Yi Sun-sin (이순신 ; 李舜臣), Yi Sun-shin in McCune-Reischauer (1545 - November 19, 1598), was an admiral who led the resistance against the Japanese force in Korea, thus earning himself the honor of legendary hero.
The Korean admiral was responsible for defeat of Japanese invasions in 1592 and 1597. In 1592, Toyotomi Hideyoshi gave the order to invade Korea, planning to sweep through the peninsula and then conquer China.
Admiral Yi designed iron-roofed ships called Geobukseon or turtle ship. These were the first ironclad warships, and played a significant part in the war against the Japanese invaders. On September 16, 1597, he led 12 turtle ships against 133 Japanese ships in the Myongnyang Straits. The Koreans sank 31 enemy ships and sent the others fleeing in this victory.
In spite of his remarkable service, he was entrapped by his colleague Won Gyun and imprisoned. However, Since the Won Gyun-lead navy was immediately exterminated, he was reinstated, which proved that victories were owed to his personal ability. On September 16, 1597, he led 12 turtle ships against 133 Japanese ships in the Myongnyang Straits. The Koreans sank 31 enemy ships and forced a Japanese retreat.

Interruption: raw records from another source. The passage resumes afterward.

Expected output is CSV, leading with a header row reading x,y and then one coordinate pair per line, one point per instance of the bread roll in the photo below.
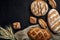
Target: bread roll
x,y
39,34
16,25
52,3
54,21
39,8
42,23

Yi Sun-shin kept a careful record of daily events in a diary, and it is from these entries, along with the reports he sent to the throne during the war, that much about the man has been learned. These works have been published in English as Nanjung Ilgi: War Diary of Admiral Yi Sun-sin, and Imjin Changch'o: Admiral Yi Sun-sin's Memorials to Court.
On November 19, 1598, Admiral Yi was shot during the final battle of the war when he broke an armistice agreement and attacked Japanese remnants at Noryang. His posthumous title, Lord of Loyalty and Chivalry (Chungmu-gong, 충무공; 忠武公) is used in Korea's third highest military honor, the Order of Chungmu. Chungmuro (충무로; 忠武路)--a street in downtown Seoul--is also named after him.